Generative AI: When to Buy vs When to Build
Generative AI is no longer a futuristic concept or a side experiment for product teams. It is already embedded in the products we use every day - writing our emails, helping us code, answering customer queries, generating images, and even translating natural language into data insights. What’s interesting is not just that these features exist, but how they are built: behind every “AI-powered” button is a set of concrete design and technical decisions around models, prompts, data, and system architecture. Before diving into the strategic question of whether teams should build their own generative AI capabilities or buy them from existing providers, it’s worth grounding ourselves in how generative AI is being applied in real products today. These examples help demystify what generative AI is actually doing under the hood - and they provide important context for understanding the trade-offs that product leaders must navigate when deciding how to bring AI into their own products.

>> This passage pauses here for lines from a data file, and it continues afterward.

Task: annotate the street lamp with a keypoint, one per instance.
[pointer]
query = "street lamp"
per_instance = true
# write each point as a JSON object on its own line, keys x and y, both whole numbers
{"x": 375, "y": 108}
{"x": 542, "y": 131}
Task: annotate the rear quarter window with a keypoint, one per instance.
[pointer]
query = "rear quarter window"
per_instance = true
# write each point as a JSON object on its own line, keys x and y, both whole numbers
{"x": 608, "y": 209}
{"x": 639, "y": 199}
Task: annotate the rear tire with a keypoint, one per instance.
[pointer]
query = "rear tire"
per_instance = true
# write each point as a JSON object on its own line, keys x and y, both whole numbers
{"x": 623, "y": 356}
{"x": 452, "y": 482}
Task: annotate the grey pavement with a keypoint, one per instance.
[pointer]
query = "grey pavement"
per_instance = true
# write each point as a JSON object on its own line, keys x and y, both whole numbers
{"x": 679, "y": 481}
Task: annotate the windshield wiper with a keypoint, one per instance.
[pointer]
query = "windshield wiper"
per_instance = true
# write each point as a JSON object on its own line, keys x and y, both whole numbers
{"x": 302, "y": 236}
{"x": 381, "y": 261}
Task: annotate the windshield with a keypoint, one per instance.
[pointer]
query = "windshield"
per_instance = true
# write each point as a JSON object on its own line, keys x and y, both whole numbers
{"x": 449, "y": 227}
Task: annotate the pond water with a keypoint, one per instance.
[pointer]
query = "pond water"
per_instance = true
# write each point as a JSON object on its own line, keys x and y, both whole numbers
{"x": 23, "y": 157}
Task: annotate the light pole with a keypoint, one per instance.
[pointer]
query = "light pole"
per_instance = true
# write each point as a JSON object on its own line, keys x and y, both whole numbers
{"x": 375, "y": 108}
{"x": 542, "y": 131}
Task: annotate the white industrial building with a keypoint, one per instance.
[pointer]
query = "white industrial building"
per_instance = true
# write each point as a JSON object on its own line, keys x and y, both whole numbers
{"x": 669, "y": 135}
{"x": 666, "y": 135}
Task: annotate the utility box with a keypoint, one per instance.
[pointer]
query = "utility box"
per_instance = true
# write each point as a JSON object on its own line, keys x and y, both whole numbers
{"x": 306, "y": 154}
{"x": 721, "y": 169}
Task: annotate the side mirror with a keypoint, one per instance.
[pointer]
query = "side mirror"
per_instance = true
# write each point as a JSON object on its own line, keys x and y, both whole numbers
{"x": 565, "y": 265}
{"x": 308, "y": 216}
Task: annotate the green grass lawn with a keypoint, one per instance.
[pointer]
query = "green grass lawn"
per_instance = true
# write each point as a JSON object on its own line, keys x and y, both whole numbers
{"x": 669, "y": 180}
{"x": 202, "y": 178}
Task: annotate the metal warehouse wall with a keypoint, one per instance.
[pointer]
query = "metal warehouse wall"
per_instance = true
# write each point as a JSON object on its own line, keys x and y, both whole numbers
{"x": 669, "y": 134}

Generative AI in Action: Examples from Today’s Products
Let’s look at how Generative AI is being used by companies in ways you have likely encountered or can easily relate to. These examples highlight both what the models do and tie back to how they do it using the concepts above:
Smart Writing Assistants: Both Google and Microsoft have introduced AI writing features in their productivity suites. Google’s “Help me Write” in Docs and Gmail, for instance, can draft emails of documents from a brief prompt - essentially an LLM generating text on the user’s behalf. Microsoft 365 Copilot similarly integrates GPT-5 into Word (to draft passages given a command), Outlook (to summarize long email threads or draft replies), and even Teams (to recap meetings). Under the hood, these use prompt engineering to take the user’s context (like an email thread or document content) and feed it into the model with instructions like “Summarize this thread” or “Draft a response about X”. The model’s ability to attend to the context and generate fluent text is what makes this possible. Early user feedback has been that these tools can save tons of time on drudgery - though they require oversight to avoid the occasional mistake (e.g. a misstated fact due to a hallucination).
Code Generation and Dev Tools: If you are a software engineer (or work with engineers), you might have seen GitHub Copilot or Amazon’s CodeWhisperer. These are AI pair-programmers that sure lines or blocks of code as you type. GitHub Copilot, for example, is powered by an LLM fine-tuned on billions of lines of code (OpenAI’s Codex model). As you write a comment like // function to sort a list of numbers, Copilot’s inference will produce a candidate implementation of that function, right in your editor. It works by reading the context (the code written so far, the comment) - thanks to tokenization and attention, it “understands” the intent - and then generating the next tokens which happen to be code. Developers find that it can autocomplete repetitive code, suggest solutions, or at least provide a starting point, significantly boosting productivity. This is generative AI specialized via fine-tuning (on code) and guided by prompt engineering (the comment acts as the prompt). Notably, the model doesn’t always get it right, but it often does, or it produces something the developer can quickly correct.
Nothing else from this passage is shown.